The quiet flight from Chicago to San Francisco dragged, as I pictured Jacque sitting in the seat by the window at the gate, watching planes take off while he waited for his flight to Florida. I didn’t sleep on the plane; I was too distracted by the view. Flying over such vast landscapes in this tiny little plane was the weirdest thing; I felt so small.

And then I arrived at SFO airport and it was so surreal. I was in California, my dream come true. I could feel myself feeling fairly dehydrated, but I thought nothing of it as I stood waiting for my taxi to the hotel, marvelling at the cloudless sky above me. My heart was fluttering with excitement for everything that was ahead of me.

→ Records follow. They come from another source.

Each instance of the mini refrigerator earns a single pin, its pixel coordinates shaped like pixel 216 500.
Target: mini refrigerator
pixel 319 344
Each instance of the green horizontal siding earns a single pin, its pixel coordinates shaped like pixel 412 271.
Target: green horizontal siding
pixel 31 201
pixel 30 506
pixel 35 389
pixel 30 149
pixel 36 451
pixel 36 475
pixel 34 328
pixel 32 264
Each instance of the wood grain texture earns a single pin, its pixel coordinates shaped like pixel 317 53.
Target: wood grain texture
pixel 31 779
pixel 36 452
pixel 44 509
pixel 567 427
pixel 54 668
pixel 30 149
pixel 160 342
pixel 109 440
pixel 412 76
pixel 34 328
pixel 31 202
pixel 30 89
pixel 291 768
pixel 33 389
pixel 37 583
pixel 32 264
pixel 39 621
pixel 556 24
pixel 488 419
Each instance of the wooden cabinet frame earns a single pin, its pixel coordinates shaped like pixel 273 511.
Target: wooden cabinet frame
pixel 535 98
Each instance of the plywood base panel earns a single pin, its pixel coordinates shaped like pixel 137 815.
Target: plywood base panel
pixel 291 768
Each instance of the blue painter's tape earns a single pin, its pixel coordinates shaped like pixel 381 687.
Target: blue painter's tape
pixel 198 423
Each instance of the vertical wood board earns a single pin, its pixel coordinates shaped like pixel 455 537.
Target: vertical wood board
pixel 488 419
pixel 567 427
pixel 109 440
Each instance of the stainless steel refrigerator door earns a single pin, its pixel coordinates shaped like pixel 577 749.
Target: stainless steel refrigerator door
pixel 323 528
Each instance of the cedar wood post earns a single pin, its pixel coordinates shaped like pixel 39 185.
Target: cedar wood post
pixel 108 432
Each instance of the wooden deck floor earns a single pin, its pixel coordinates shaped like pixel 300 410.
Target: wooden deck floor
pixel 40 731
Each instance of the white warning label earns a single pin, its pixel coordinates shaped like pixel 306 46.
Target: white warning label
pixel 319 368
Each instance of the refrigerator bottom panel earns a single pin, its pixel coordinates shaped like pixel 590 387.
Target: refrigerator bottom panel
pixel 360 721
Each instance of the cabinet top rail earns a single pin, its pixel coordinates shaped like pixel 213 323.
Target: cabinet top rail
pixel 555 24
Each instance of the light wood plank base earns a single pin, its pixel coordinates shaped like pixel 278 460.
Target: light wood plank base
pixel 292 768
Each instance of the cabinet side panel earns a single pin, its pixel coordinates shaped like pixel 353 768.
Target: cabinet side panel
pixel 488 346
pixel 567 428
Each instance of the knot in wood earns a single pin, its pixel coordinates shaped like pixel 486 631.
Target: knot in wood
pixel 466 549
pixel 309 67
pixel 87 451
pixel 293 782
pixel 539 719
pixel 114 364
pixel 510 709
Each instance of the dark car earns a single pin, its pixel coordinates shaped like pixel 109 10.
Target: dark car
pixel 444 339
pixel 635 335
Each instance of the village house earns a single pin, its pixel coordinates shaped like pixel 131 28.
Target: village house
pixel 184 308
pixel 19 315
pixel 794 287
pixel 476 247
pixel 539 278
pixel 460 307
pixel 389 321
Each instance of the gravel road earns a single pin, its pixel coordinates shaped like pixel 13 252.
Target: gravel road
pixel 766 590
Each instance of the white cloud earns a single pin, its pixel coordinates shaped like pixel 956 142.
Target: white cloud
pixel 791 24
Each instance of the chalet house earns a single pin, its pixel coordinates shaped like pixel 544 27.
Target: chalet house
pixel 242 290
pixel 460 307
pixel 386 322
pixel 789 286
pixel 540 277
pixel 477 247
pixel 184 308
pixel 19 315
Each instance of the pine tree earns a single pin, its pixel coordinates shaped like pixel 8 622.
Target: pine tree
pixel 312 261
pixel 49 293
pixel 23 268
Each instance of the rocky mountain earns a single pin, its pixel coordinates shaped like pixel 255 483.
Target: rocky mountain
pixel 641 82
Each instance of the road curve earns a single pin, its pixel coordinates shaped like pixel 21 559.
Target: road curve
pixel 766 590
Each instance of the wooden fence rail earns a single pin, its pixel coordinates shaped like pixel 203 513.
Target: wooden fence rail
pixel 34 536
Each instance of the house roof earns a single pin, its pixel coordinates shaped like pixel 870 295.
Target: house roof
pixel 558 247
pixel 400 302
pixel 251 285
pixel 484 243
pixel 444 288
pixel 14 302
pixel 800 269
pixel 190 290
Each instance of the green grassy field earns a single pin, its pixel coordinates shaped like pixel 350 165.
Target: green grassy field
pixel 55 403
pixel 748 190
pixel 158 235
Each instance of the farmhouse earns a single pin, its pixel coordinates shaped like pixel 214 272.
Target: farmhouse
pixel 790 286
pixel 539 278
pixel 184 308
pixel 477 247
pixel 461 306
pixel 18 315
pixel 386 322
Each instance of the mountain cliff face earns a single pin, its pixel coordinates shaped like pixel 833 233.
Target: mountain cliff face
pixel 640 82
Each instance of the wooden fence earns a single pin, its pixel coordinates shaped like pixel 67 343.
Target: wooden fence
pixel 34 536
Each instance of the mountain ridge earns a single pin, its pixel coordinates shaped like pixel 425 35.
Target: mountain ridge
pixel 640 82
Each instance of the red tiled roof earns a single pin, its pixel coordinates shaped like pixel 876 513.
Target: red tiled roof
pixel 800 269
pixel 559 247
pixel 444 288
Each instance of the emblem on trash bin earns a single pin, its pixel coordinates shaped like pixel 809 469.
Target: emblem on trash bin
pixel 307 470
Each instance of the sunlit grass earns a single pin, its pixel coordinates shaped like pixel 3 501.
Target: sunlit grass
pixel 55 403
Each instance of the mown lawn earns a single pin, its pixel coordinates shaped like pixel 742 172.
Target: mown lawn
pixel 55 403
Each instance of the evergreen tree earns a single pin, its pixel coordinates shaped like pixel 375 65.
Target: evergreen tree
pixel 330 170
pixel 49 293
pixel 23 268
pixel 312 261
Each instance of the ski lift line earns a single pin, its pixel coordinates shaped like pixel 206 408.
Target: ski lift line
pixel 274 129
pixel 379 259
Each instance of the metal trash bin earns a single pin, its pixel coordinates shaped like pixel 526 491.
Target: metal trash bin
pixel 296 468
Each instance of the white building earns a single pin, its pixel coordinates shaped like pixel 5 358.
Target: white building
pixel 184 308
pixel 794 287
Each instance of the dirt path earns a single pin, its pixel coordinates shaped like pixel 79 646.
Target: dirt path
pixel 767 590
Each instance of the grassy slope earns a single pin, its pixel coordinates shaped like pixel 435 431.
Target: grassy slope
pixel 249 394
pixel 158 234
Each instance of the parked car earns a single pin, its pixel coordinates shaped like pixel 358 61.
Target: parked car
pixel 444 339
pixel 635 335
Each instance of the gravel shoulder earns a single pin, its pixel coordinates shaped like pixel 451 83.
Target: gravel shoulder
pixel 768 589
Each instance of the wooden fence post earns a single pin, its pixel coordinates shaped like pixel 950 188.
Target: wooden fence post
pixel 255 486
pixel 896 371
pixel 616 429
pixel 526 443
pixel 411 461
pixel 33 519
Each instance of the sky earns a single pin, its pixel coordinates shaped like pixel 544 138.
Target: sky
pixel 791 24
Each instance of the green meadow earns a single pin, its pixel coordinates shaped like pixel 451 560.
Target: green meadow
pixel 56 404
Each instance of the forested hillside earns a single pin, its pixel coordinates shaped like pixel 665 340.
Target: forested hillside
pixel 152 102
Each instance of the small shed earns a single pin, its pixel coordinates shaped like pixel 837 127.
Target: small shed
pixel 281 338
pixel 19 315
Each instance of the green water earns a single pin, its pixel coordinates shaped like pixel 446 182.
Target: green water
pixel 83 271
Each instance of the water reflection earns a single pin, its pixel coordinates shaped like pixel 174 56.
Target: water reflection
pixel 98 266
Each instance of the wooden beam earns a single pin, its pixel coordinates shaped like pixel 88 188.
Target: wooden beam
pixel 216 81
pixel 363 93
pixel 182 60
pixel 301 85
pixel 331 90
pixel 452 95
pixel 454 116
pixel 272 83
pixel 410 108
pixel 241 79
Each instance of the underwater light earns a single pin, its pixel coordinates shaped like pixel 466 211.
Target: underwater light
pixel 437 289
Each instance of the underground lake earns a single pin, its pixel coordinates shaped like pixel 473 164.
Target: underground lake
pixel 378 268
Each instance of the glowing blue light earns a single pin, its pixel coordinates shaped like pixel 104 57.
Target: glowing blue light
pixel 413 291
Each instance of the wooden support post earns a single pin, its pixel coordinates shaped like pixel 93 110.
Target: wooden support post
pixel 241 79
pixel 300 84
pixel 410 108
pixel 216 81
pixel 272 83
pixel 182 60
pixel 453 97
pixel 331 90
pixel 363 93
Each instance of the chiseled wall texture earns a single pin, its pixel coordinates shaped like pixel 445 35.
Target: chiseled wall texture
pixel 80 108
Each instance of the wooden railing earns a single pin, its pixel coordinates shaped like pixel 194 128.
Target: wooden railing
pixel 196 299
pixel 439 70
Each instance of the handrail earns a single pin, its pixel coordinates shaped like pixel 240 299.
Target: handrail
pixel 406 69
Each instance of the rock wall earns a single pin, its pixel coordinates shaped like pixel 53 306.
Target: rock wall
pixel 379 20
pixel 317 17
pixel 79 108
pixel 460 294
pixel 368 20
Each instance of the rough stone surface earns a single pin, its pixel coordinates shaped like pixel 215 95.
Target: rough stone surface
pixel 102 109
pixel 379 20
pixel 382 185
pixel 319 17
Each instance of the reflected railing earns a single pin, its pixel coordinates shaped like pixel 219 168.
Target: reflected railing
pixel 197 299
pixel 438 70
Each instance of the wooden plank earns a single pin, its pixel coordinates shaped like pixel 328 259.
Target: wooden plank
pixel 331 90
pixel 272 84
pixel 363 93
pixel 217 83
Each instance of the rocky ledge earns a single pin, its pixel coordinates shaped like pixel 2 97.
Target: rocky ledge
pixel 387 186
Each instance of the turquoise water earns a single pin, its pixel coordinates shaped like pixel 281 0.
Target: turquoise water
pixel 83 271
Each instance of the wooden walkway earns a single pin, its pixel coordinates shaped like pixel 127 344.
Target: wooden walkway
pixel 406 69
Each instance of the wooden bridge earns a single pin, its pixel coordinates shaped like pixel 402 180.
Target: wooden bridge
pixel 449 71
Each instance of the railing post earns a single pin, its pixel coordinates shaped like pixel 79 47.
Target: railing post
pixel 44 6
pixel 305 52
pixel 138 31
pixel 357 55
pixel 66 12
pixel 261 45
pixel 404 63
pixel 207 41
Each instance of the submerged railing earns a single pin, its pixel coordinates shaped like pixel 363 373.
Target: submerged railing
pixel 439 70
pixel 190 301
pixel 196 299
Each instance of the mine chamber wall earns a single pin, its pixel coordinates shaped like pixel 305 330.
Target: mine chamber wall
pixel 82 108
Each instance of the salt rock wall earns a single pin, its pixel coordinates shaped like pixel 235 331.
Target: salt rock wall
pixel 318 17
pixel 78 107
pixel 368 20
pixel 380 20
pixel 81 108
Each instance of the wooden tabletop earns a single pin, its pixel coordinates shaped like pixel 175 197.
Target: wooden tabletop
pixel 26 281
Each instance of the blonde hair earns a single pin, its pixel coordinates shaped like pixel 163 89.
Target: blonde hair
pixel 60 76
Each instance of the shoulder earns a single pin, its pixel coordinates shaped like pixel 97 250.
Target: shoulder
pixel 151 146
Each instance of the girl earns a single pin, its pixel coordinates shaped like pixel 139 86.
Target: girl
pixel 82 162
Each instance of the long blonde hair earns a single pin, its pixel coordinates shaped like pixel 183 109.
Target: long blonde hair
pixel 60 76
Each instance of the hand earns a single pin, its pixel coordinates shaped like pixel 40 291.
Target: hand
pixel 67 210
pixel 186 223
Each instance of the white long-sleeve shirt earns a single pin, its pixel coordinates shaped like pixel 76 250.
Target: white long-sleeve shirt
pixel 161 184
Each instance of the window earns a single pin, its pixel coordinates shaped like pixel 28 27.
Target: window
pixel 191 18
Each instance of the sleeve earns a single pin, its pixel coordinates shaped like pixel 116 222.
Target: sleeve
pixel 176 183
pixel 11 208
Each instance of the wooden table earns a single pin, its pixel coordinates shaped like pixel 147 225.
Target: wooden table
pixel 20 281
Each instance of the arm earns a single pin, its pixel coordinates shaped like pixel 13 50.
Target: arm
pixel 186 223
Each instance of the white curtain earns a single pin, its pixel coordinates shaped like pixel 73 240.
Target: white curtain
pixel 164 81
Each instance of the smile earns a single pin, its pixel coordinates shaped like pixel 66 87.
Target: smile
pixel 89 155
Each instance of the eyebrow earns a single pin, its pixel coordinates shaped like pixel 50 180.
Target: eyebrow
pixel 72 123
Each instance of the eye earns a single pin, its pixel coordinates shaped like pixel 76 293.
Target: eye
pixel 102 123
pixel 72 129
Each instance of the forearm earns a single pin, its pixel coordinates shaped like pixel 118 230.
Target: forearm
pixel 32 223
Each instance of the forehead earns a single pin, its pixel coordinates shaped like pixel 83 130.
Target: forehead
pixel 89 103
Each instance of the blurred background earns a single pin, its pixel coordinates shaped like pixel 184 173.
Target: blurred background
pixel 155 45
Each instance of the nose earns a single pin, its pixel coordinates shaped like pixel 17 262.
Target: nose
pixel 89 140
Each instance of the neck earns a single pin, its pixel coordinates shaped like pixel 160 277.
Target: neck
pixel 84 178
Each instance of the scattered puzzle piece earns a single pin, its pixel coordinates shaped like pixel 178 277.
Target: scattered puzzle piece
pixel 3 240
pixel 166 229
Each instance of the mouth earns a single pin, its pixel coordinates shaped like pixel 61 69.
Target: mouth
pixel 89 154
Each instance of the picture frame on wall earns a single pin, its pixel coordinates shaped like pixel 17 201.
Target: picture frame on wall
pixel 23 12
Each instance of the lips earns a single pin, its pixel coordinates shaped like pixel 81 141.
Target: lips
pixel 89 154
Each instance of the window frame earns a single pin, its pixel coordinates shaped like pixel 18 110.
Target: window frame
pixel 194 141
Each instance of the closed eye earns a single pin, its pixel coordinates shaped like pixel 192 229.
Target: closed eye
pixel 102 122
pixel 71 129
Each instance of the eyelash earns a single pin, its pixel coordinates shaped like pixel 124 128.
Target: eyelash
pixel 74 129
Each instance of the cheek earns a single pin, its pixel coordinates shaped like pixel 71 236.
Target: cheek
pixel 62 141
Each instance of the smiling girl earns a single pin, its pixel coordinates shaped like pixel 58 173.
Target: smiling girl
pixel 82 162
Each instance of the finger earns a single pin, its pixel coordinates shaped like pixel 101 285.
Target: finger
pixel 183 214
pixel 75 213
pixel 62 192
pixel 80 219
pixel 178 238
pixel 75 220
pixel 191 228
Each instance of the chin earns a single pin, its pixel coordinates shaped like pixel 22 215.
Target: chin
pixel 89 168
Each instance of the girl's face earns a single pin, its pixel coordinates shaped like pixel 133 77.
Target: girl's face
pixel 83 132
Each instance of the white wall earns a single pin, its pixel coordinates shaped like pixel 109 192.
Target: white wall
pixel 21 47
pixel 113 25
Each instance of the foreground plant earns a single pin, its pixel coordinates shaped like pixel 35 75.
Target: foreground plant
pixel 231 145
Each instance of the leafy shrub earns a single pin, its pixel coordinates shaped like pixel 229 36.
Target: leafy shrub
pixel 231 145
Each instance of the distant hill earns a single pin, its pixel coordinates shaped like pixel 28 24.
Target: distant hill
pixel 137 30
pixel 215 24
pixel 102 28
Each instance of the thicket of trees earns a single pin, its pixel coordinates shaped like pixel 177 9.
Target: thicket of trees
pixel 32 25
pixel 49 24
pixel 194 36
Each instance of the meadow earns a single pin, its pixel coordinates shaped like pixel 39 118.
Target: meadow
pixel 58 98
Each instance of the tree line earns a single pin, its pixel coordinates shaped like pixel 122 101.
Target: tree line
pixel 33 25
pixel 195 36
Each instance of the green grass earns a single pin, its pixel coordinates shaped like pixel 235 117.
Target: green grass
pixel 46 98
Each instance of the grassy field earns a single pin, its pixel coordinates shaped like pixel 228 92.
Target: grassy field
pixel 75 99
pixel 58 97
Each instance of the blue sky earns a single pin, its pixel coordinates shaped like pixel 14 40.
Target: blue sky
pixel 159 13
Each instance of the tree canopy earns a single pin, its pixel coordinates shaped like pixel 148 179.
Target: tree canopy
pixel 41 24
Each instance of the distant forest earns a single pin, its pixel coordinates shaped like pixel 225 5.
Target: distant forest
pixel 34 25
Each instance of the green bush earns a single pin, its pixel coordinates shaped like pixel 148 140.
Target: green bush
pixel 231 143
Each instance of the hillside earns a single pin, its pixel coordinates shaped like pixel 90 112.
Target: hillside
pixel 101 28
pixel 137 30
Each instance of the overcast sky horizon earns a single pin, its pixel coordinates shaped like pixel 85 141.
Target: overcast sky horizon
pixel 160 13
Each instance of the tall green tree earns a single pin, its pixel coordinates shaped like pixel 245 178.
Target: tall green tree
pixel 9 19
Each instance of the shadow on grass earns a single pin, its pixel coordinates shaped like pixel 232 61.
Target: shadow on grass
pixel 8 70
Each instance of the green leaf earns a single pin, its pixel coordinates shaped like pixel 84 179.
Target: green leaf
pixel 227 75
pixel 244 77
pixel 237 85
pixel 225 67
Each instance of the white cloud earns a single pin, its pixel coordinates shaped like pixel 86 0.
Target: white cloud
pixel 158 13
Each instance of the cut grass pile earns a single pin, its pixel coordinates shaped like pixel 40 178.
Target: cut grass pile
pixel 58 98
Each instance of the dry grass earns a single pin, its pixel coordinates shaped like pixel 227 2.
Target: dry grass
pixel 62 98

I finally found myself in my cheap hotel room that was a tiny little square but with a double bed and a TV with a communal bathroom in the corridor. So I curled up, texted my mum to say that I’d made it, ordered a pizza and watched the baseball.

Two hours later I was being rushed to hospital in an ambulance in my PJ shorts, slipper socks and my Ravenclaw t-shirt. How English. When I had finished my pizza I had begun to feel pretty hot, and the air con was broken, so I went to open the window. Being in the central part of a city with a lot of tall buildings, I should have been less surprised to reveal a brick wall as my window view that I could easily touch with my palm. The other window in my room was tiny, high up in the corner, which had no air flow and gave me a glimpse of a handful of stars. Apart from that, I started to feel really claustrophobic like I had been put in a box, but then it got worse, when my throat began to close up and I couldn’t breathe.

I hadn’t slept for almost 48 hours, I’d completely forgotten to drink any form of fluids other than the coffee at the airport, and the nervousness of being alone combined with the excitement for my trip pushed me into some kind of state of silent, internal panic.

Somewhere in my mind was the panic that I was alone, that my family and everyone I knew were miles across the Atlantic and anything that happened to me now would be completely unknown to them, unless I told them, so I realised I needed to take matters into my own hands, and stumbled down three flights of stairs to the hotel reception with one breathless struggle of “I NEED HELP” before passing out. My body had hit breakdown point.

After hours of dipping in and out of consciousness, waiting in a hospital bed alone, having various scans and tests, being put on a drip that made me freezing cold, and finally being given a sleeping pill that would knock me out for a solid 24 hours, I was all good to go home, as in back to the hotel, in my free taxi journey back with a nice Mexican guy who called himself Steve, who actually walked me to the door of my hotel.

Good start to my first solo international travelling experience, I thought, hoping this wasn’t the only thing I’d remember from my experience of San Francisco, so I made sure I explored as much as I could with the time I had.


In a days’ time I would be meeting up with the group of travelling strangers like me, who I would be spending the next seven days with. The trip hadn't even officially begun, and yet, I was thoughtfully exhausted by what had already happened. But the excitement was more real than ever; my feet were finally on Californian ground.